From: NeilBrown <neilb@suse.de>
To: linux-raid@vger.kernel.org
Subject: [md PATCH 05/22] md/raid5: don't complete make_request on barrier until writes are scheduled
Date: Fri, 04 Dec 2009 17:48:02 +1100 [thread overview]
Message-ID: <20091204064802.10264.6658.stgit@notabene.brown> (raw)

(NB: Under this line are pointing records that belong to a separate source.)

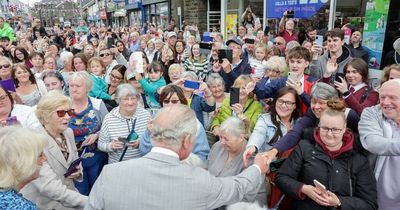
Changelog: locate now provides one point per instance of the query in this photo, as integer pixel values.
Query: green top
(252, 109)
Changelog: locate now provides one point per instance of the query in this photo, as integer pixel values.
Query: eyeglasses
(62, 113)
(105, 54)
(287, 103)
(115, 77)
(167, 101)
(327, 129)
(5, 66)
(129, 98)
(3, 97)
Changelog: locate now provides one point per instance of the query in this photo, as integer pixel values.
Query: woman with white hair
(20, 160)
(123, 126)
(54, 188)
(86, 124)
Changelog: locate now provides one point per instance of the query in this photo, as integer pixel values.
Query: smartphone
(249, 41)
(319, 40)
(293, 76)
(320, 187)
(234, 96)
(222, 53)
(191, 84)
(72, 168)
(204, 45)
(337, 77)
(110, 42)
(290, 14)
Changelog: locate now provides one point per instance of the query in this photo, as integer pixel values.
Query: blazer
(51, 190)
(160, 181)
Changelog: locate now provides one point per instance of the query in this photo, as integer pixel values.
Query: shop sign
(301, 8)
(376, 14)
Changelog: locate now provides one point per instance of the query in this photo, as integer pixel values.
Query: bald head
(389, 100)
(172, 125)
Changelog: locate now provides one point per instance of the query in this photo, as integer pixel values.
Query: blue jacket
(150, 88)
(200, 148)
(99, 88)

In-Reply-To: <20091204064559.10264.37619.stgit@notabene.brown>
The post-barrier-flush is sent be md as soon as make_request on the
barrier write completes. For raid5, the data might not be in the
per-device queues yet. So for barrier requests, wait for any
pre-reading to be done so that the request will be in the per-device
queues.
We use the 'preread_active' count to check that nothing is still in
the preread phase, and delay the decrement of this count until after
write requests have been submitted to the underlying devices.

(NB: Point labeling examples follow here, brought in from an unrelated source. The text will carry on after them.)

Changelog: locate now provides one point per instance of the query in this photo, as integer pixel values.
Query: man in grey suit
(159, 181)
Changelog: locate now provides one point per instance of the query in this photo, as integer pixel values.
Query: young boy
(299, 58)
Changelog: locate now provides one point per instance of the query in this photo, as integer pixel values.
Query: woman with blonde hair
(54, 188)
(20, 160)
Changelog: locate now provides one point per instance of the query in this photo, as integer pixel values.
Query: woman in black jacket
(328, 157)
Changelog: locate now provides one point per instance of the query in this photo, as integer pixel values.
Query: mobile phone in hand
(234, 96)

Signed-off-by: NeilBrown <neilb@suse.de>
---
drivers/md/raid5.c | 51 +++++++++++++++++++++++++++++++++++++++------------
1 files changed, 39 insertions(+), 12 deletions(-)
diff --git a/drivers/md/raid5.c b/drivers/md/raid5.c
index ecf89c8..8c772b2 100644
--- a/drivers/md/raid5.c
+++ b/drivers/md/raid5.c
@@ -2947,6 +2947,7 @@ static void handle_stripe5(struct stripe_head *sh)
struct r5dev *dev;
mdk_rdev_t *blocked_rdev = NULL;
int prexor;
+ int dec_preread_active = 0;
memset(&s, 0, sizeof(s));
pr_debug("handling stripe %llu, state=%#lx cnt=%d, pd_idx=%d check:%d "
@@ -3096,12 +3097,8 @@ static void handle_stripe5(struct stripe_head *sh)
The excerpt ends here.